Workflow Scheduling Failure

I had a workflow time out on me and then shortly after it appeared my self-hosted retool went down (accessing the URL was giving me "site can't be reached."

So I restarted the EC2 instance and started up retool from the console.

None of my workflows will run now. They all fail with status "Scheduling failure"

The original trouble workflow run history looks like this too:

Anybody ever run into this?

1 Like

Hey @Cam_Szarapka Can you confirm that all of your Retool containers are up and healthy? It seems possible that one or several the Workflows containers did not startup back up again as expected.

Separately, do you see any errors in your container logs from before the crash or any exit codes on your containers indicating why the instance crashed in the first place?

Hey Everett, thanks for getting back so quick!

I'm out of my breadth here so not 100% sure how to do what you're asking

Here's what I see in the AWS connect terminal:

Ah, that's helpful to see.

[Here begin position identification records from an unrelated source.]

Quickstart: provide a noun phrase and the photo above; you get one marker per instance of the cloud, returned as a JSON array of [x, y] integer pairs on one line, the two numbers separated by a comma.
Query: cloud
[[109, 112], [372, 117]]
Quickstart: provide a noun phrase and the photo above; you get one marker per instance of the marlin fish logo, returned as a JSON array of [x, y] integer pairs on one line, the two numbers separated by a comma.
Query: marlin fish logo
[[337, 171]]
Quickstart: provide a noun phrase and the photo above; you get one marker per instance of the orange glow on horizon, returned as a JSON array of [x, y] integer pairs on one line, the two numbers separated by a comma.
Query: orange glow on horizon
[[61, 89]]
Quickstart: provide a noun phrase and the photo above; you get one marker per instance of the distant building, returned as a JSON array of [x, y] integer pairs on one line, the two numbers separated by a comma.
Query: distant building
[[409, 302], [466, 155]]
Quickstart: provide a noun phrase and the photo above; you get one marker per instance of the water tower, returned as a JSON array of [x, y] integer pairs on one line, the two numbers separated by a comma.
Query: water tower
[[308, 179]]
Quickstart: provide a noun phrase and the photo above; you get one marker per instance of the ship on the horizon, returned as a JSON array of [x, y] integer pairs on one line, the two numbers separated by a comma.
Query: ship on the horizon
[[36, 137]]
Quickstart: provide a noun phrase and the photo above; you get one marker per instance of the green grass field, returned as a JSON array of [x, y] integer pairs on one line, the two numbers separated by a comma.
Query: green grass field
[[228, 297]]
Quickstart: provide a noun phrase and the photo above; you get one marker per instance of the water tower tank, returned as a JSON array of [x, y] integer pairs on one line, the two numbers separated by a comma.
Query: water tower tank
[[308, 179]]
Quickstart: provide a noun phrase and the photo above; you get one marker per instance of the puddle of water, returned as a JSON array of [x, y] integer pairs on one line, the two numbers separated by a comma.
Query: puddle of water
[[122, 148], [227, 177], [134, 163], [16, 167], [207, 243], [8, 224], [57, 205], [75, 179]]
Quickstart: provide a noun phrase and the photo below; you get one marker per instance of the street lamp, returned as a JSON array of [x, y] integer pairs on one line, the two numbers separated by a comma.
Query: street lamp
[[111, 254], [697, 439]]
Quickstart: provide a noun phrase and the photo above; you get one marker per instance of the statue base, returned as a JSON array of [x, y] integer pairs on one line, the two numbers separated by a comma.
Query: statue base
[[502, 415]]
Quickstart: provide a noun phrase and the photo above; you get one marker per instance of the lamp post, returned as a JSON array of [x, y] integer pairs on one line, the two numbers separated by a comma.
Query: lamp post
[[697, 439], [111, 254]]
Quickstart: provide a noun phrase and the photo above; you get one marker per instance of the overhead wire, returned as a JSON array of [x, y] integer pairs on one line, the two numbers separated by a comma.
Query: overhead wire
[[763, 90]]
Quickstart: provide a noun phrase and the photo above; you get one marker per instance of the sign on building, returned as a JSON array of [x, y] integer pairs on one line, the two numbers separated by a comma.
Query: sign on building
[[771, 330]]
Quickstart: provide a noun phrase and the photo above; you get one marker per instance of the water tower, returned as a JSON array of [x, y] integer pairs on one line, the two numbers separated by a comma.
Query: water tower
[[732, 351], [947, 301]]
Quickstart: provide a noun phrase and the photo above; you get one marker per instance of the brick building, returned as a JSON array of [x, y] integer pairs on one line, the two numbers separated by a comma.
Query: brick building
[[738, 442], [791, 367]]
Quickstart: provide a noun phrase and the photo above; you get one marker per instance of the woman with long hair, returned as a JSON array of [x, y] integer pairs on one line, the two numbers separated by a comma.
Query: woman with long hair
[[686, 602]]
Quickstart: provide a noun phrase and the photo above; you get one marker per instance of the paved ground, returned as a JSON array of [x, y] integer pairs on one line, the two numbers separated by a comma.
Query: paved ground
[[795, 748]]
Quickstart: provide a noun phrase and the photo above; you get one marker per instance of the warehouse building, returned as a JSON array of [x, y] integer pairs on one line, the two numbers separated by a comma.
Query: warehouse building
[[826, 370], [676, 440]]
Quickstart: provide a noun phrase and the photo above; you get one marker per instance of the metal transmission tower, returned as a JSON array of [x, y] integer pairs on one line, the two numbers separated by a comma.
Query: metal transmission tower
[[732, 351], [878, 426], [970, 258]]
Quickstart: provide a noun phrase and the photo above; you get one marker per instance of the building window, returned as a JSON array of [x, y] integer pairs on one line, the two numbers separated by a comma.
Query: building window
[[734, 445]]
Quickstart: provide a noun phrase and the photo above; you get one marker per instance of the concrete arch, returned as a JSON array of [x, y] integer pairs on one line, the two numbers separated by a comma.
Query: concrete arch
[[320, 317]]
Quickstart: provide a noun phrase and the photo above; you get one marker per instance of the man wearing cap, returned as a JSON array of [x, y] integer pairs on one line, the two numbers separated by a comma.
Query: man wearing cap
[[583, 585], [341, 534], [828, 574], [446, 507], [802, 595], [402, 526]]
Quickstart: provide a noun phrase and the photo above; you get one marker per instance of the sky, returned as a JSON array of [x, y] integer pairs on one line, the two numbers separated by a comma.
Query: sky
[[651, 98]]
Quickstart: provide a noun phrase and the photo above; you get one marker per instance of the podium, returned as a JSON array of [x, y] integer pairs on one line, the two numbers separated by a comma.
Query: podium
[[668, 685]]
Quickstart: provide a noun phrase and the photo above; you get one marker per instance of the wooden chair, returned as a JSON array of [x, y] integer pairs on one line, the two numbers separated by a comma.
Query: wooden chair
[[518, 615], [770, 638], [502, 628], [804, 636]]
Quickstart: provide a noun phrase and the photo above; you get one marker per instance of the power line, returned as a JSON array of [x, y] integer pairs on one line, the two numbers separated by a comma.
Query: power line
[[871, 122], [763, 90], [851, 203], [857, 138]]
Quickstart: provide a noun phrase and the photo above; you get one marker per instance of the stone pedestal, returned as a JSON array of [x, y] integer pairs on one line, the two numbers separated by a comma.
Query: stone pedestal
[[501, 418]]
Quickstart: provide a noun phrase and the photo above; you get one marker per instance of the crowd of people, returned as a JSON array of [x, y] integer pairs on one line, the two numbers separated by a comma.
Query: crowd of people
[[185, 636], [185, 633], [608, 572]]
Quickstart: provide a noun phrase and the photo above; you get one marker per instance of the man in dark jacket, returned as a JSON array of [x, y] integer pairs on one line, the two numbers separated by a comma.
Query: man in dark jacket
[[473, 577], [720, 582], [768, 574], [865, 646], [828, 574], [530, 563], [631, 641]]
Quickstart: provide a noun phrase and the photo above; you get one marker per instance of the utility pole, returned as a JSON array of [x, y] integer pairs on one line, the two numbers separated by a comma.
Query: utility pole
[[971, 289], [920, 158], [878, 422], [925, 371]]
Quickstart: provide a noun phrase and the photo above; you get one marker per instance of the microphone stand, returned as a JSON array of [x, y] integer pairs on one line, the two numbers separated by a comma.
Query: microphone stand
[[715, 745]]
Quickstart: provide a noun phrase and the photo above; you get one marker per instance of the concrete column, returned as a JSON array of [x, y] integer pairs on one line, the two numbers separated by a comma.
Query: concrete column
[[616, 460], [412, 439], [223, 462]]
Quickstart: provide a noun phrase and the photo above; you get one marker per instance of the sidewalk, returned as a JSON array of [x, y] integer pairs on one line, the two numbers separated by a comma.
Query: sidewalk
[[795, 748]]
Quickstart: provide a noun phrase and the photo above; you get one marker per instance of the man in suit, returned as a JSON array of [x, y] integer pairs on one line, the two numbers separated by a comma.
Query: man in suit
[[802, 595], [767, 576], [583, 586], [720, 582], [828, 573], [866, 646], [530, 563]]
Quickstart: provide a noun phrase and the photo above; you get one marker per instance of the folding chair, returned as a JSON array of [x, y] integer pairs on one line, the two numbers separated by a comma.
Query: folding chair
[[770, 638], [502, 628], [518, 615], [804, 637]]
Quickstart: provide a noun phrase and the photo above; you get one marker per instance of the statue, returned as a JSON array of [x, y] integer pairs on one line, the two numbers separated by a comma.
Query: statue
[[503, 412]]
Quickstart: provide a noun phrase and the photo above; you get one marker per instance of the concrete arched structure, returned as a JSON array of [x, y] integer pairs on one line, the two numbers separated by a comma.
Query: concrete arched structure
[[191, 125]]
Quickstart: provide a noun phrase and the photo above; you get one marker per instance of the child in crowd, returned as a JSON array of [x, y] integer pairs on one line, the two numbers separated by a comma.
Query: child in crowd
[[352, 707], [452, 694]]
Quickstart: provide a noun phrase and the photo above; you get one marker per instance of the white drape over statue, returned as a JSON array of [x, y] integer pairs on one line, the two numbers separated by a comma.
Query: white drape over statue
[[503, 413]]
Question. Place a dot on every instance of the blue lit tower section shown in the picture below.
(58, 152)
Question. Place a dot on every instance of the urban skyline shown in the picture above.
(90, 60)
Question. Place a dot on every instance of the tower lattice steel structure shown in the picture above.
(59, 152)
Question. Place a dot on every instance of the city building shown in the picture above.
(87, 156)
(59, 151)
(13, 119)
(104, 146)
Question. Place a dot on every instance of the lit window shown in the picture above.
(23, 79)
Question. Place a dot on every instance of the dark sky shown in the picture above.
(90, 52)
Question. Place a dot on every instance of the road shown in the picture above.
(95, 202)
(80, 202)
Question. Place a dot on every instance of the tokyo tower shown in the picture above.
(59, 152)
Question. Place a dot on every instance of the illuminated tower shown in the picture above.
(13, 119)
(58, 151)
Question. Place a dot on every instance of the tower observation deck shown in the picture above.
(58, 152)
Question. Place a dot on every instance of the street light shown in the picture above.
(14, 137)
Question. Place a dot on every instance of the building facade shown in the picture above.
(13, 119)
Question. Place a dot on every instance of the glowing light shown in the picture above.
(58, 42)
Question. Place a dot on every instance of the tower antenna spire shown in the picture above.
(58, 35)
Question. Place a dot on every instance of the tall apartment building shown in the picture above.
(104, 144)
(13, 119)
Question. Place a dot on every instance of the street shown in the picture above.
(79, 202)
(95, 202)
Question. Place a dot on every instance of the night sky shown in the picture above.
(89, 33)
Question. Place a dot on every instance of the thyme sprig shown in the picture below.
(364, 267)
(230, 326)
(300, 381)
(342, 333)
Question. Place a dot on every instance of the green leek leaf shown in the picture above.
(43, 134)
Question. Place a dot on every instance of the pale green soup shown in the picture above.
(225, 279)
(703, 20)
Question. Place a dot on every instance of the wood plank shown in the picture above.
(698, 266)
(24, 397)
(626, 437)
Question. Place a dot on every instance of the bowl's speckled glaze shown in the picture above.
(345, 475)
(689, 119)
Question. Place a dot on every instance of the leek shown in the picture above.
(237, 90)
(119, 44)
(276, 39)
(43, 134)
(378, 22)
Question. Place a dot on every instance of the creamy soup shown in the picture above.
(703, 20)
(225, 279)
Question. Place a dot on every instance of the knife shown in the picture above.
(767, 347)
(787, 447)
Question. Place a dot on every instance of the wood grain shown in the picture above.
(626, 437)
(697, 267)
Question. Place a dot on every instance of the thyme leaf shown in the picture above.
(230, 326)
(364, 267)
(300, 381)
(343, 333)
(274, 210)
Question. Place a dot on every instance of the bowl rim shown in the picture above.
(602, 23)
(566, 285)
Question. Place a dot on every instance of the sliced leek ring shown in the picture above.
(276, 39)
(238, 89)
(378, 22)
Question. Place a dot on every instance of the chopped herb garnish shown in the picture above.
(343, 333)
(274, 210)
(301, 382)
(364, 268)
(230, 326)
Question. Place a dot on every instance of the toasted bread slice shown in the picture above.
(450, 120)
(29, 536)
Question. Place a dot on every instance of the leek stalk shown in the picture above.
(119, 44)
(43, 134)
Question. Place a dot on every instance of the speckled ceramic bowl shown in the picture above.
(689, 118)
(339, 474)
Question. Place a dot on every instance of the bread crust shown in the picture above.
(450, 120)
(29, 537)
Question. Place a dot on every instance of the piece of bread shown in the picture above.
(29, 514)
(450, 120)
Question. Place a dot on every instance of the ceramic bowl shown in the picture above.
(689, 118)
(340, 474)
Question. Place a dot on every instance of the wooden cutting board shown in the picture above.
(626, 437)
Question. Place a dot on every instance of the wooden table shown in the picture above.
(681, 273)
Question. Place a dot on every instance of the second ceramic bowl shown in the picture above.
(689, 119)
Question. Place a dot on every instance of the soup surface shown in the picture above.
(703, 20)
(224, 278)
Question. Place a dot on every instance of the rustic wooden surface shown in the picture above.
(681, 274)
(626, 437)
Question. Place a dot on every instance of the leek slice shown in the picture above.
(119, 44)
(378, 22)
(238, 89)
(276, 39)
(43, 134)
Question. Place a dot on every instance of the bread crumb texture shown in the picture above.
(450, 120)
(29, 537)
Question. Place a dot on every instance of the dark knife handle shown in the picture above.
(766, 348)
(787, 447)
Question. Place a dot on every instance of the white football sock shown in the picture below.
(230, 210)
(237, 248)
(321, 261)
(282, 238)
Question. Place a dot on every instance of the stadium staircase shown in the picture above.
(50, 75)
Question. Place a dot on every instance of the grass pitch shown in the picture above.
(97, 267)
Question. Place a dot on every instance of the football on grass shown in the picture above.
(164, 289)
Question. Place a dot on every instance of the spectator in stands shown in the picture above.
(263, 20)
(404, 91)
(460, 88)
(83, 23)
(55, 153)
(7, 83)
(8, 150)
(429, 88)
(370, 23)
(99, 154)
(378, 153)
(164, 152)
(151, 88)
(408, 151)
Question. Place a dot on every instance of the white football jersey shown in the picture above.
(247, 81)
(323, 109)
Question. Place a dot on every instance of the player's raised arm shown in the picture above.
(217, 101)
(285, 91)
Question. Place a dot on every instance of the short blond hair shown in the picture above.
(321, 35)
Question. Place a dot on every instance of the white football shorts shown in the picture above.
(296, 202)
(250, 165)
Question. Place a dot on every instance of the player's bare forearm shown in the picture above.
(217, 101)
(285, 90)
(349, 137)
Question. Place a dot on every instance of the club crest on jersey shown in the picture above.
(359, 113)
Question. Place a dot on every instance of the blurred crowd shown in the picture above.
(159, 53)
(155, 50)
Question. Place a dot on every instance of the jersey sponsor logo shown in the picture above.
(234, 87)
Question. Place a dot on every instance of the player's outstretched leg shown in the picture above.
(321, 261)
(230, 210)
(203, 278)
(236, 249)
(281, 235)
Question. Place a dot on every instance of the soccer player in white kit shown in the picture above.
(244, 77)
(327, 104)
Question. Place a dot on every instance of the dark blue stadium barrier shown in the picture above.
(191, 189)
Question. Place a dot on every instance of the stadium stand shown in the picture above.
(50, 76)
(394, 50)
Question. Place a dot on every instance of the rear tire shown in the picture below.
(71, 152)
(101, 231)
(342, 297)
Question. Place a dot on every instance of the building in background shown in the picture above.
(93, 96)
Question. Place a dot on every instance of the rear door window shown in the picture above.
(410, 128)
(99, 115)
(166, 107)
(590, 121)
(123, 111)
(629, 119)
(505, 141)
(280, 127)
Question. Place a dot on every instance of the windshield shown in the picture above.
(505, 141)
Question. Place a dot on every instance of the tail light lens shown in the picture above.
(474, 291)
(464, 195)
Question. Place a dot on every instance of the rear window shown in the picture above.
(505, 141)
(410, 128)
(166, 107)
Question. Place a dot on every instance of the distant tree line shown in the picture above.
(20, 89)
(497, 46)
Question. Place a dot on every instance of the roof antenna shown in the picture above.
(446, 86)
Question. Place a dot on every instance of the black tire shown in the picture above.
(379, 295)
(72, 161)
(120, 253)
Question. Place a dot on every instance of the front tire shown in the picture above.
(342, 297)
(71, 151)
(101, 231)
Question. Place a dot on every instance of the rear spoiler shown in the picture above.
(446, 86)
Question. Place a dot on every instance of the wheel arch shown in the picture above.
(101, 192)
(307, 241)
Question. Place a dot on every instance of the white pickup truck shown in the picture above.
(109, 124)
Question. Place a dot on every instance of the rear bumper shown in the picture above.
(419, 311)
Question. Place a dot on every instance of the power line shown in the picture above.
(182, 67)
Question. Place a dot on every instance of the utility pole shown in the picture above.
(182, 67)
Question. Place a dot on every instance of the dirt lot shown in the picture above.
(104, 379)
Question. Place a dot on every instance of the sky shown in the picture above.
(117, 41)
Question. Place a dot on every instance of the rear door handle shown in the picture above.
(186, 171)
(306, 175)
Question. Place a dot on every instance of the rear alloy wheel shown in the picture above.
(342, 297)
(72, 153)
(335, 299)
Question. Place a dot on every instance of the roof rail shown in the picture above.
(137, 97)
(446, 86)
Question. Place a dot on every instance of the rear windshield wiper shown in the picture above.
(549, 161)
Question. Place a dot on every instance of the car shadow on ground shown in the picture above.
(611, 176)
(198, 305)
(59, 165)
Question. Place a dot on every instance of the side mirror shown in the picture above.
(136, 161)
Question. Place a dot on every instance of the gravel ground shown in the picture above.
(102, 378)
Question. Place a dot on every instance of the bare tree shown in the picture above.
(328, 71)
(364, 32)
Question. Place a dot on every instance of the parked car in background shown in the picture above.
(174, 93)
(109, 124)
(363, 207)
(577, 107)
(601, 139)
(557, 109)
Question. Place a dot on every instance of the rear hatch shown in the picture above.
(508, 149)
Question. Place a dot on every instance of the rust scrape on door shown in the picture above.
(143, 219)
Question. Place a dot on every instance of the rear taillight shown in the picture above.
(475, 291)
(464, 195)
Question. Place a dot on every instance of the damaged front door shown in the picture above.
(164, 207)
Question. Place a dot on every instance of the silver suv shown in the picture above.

Your temporal container is down—it's State is Exit 1—which explains why you're seeing scheduling errors. Can you try to start up the temporal container up again with sudo docker-compose up -d temporal and monitor the container logs for any errors?

Separately, can you check the CPU and Memory metrics on the VM hosting this deployment to see if the Retool instance is resource constrained?

1 Like

That fixed it! I'm not sure how to see the memory and CPU metrics in AWS but it does say we're overprovisioned. We're on a t3.xlarge

Thanks for the help Everett!

3 Likes